There are few places in the world where Christmas is celebrated with such joy and with such a burst of light.
To dispel the gloom of the never-ending twilight of winter, the Danes light candles, thousands upon thousands of candles.
In fact, the Danes burn so many candles that the nation consumes more candles per capita than any other country on earth.
Lighted Christmas candles appear everywhere-in homes, schools, and churches. In Denmark, the practice of lightening a candle to create an atmosphere of warmth and coziness is a very old tradition-a tradition much older than Christmas.
In Danish churches, Advent, the fourth Sunday before Christmas, is celebrated with special services.
In Danish homes, Advent is celebrated with the arrival of the season's first decoration-a beautiful Advent wreath of evergreen boughs that holds four tall, white or red candles.
The wreath is hung above or set on the dining room table. On the first Sunday before Christmas, one candle is lit, and the most festive and celebrated season of the year begins.
On the second Sunday of Advent, the first candle on the wreath and one more candle are lit. The ritual continues Sunday after Sunday until on the last Sunday before Christmas all four candles are lit together.
The first of December is also the date on which most Danish families put out their Christmas or Advent calendars.
Each day before Christmas one of the 24 numbered doors or windows on the advent calendar are opened to reveal a treasured symbol of the holidays-cookies, toys, candles, and so on. Some of these calendars are store-bought while others are homemade.
The homemade Advent calendars often include hooks instead of windows. From each hook, a tiny package is hung, and on each of the 24 days before Christmas, a new package is unwrapped.
The tiny packages contain small gifts, such as a small toy, a package of gum, or a wrapped chocolate. Though the gifts are small, the daily ceremony of unwrapping another gift makes the endless wait until Christmas more bearable.
The sharing of holiday cheer with friends and neighbors is an essential part of the Christmas season in Denmark, and nothing is more important than having freshly baked Christmas goodies for callers to sample.
Never would a host or hostess think of sending a visitor away during the Christmas season without a taste of the family's good cheer.
In Denmark, it is a very old belief that a visitor who leaves the house without being fed may carry away the Christmas spirit. Thus, every Danish kitchen buzzes with activity and is filled with the smells of sweets and spices in the weeks before Christmas.
The most important day in the Danish holiday season is Christmas Eve. However, the day before Christmas Eve is the busiest.
That day preparations begin for Christmas Eve dinner, the tree is decorated, the house tidied up, and the gifts wrapped.

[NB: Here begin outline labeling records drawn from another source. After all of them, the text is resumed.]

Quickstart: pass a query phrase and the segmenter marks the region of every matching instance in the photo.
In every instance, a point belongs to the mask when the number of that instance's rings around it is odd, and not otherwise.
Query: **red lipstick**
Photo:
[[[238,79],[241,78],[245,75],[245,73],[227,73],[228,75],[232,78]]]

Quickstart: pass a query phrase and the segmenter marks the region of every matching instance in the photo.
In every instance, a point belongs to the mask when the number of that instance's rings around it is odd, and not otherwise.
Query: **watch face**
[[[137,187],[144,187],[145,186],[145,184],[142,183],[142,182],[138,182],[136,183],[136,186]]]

The Danes take pride in how the presents are wrapped. They usually have a high pile of presents beneath the tree because most Danes will exchange presents with all members of their family as well as close friends.
Christmas Eve is usually for the immediate family, grandparents, or even an elderly aunt or uncle who would otherwise be alone on that evening.
December 25 and December 26 are both holidays in Denmark and are called Christmas Day and Second Christmas Day.
They are usually spent in an extended celebration with family and friends. Often the 25th is spent with one parent's family and the 26th is spent with the other. Both days are occasions for a boisterous, social time with continuous fun and feasting!